Talaromyces used to be associated with the anamorph genera Geosmithia, Merimbla, Paecilomyces and Penicillium (Pitt et al. 2000). Merimbla was shown to belong to a monophyletic clade with Hamigera, while both Geosmithia and Paecilomyces were shown to be polyphyletic (Houbraken & Samson 2011), with G. lavendula (generic type) belonging in the Hypocreales and P. variotii (generic type) monophyletic with Byssochlamys in the Thermoascaceae. The remaining Geosmithia species belong in Penicillium, Talaromyces and Rasamsonia (Houbraken & Samson 2011).

A number of species described as Talaromyces were shown not to belong in the genus. Three thermophilic species, T. byssochlamydoides, T. eburneus and T. emersonii, belong in the genus Rasamsonia and were renamed as R. byssochlamydoides, R. eburnea and R. emersonii (Houbraken et al. 2012). Talaromyces thermophilus is a biotechnologically important species and belongs to Thermomyces, with Houbraken et al. (2014) introducing the new combination Thermomyces dupontii for the species. Houbraken et al. (2012) showed that T. leycettanus belongs in the Hamigera/Warcupiella clade, and this species exact position within the clade should be further investigated. Talaromyces luteus morphologically resembles T. udagawae based on their ascospores having transverse to spiral ridges (Stolk & Samson 1972). Phylogenetically, however, T. luteus is basal to the Thermomyces dupontii and T. lanuginosus clade, and most probably represents a distinct genus (Houbraken et al. 2014).

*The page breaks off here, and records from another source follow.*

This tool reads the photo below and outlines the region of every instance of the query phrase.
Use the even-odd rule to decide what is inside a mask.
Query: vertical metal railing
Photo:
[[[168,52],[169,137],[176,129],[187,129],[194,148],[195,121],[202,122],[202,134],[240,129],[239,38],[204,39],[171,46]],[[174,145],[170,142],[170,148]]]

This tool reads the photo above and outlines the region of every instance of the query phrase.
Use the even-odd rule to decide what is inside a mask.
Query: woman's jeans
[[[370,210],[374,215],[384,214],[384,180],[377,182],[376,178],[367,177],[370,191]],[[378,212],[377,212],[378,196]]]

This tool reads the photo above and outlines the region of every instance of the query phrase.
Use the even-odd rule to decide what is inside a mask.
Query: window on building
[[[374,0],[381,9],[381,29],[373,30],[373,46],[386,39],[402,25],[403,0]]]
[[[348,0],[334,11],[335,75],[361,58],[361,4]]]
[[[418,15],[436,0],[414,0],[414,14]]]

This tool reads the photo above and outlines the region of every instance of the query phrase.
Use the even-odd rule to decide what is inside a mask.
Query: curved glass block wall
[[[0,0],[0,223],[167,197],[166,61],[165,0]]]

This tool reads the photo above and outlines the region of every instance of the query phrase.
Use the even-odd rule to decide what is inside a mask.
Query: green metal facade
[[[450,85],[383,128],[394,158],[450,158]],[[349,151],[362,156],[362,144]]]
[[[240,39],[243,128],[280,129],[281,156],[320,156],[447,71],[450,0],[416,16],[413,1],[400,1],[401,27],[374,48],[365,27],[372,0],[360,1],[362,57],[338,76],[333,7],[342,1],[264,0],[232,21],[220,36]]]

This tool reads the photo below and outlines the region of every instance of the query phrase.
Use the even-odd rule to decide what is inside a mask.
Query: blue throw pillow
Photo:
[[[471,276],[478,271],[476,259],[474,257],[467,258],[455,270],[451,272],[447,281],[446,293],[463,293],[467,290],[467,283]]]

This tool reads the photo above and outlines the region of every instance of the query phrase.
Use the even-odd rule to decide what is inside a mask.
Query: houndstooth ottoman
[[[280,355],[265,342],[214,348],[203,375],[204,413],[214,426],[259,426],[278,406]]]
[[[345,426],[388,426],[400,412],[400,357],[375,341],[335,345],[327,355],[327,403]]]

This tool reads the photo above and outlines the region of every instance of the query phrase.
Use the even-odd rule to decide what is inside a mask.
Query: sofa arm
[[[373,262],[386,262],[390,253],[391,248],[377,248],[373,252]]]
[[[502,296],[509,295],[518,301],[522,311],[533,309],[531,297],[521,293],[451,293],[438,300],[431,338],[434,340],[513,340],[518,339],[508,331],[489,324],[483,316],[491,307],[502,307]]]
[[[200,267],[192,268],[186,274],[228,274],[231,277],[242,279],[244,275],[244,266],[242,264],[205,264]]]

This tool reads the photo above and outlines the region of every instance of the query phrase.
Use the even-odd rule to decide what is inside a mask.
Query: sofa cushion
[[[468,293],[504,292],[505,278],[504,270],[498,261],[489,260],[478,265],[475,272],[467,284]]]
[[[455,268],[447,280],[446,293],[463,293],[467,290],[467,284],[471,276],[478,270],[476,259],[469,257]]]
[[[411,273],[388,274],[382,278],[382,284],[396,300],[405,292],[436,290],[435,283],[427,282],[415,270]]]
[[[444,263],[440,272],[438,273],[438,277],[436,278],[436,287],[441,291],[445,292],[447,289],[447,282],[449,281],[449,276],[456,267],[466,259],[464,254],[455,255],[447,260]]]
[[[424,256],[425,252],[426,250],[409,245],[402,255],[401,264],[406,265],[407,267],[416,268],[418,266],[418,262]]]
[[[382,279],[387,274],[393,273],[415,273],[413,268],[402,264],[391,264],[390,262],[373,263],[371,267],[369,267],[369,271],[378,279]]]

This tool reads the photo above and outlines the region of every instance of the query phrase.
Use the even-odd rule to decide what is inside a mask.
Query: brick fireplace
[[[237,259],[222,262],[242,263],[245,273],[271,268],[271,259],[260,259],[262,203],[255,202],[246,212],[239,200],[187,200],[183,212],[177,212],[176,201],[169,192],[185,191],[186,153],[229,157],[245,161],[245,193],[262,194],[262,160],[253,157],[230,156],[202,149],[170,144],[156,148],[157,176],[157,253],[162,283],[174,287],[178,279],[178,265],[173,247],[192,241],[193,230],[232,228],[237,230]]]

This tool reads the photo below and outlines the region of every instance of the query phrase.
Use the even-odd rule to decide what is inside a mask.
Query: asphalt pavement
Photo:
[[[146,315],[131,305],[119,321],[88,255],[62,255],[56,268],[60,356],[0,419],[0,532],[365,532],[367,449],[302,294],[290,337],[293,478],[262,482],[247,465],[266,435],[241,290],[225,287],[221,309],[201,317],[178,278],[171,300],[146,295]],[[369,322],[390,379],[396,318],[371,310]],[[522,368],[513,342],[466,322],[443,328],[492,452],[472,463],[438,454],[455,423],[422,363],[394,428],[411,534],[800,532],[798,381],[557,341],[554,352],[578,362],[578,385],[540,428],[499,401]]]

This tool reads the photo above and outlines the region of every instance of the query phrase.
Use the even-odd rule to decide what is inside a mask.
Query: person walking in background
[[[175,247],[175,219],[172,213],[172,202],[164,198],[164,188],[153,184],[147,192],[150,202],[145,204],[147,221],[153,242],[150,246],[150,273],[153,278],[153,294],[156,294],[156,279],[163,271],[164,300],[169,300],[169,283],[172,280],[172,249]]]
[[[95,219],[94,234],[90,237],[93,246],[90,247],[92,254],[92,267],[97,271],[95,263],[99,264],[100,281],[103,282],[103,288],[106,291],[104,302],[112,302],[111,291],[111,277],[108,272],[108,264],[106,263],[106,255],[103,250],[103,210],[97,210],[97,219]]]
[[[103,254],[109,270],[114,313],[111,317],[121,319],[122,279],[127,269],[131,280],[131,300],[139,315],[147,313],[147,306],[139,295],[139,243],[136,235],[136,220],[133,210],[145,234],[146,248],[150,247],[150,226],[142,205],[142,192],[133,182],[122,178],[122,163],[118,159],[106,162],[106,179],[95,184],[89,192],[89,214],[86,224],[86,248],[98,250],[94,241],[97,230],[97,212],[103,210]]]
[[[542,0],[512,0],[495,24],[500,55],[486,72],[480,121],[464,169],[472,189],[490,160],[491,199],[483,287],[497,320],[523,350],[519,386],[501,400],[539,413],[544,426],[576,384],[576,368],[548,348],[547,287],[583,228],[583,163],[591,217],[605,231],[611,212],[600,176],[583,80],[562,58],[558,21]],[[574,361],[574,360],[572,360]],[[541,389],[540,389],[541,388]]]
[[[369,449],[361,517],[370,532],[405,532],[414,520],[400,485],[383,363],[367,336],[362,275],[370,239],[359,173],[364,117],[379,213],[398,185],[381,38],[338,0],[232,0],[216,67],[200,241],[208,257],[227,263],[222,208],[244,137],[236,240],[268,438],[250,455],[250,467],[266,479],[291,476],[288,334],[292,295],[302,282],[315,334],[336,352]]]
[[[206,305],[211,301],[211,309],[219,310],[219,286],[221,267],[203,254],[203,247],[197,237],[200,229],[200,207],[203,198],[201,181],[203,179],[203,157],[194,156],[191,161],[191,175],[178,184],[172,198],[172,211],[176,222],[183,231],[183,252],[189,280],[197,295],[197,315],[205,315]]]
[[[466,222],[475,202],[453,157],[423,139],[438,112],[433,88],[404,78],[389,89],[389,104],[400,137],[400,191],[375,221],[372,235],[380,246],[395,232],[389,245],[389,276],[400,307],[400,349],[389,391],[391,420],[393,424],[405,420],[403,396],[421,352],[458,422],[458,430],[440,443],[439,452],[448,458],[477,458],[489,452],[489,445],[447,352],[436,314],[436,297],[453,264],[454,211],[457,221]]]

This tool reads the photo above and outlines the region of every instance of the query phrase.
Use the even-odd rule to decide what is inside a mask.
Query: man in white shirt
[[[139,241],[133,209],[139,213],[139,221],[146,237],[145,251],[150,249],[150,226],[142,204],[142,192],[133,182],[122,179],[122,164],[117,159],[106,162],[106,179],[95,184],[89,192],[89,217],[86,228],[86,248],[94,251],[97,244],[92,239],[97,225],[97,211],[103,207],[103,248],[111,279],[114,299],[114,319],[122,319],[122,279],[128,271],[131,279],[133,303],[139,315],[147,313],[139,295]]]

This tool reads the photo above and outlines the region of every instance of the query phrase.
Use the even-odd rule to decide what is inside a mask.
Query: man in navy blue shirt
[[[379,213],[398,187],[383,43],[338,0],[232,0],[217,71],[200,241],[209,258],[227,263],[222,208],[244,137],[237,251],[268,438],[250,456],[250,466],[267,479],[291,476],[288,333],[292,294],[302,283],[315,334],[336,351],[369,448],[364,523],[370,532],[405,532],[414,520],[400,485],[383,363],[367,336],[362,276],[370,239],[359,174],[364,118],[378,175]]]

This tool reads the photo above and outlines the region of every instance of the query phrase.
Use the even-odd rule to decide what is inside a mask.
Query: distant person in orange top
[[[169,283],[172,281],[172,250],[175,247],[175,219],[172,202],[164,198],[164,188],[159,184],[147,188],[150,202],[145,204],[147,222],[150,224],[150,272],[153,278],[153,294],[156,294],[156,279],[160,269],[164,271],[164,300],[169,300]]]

It was well documented that subgenus Biverticillium resulted in Penicillium being polyphyletic (Frisvad et al. 1990a, Frisvad et al. 1990b, LoBuglio et al. 1993, Berbee et al. 1995, Ogawa et al. 1997, Ogawa & Sugiyama 2000, Peterson 2000, Heredia et al. 2001, Seifert et al. 2004, Wang & Zhuang 2007). Houbraken & Samson (2011), using a four-gene phylogeny, showed that Penicillium subgenus Biverticillium and Talaromyces species form a monophyletic clade, with Samson et al. (2011) recombining these Penicillia into Talaromyces in support of single-name nomenclature (McNeill et al. 2012).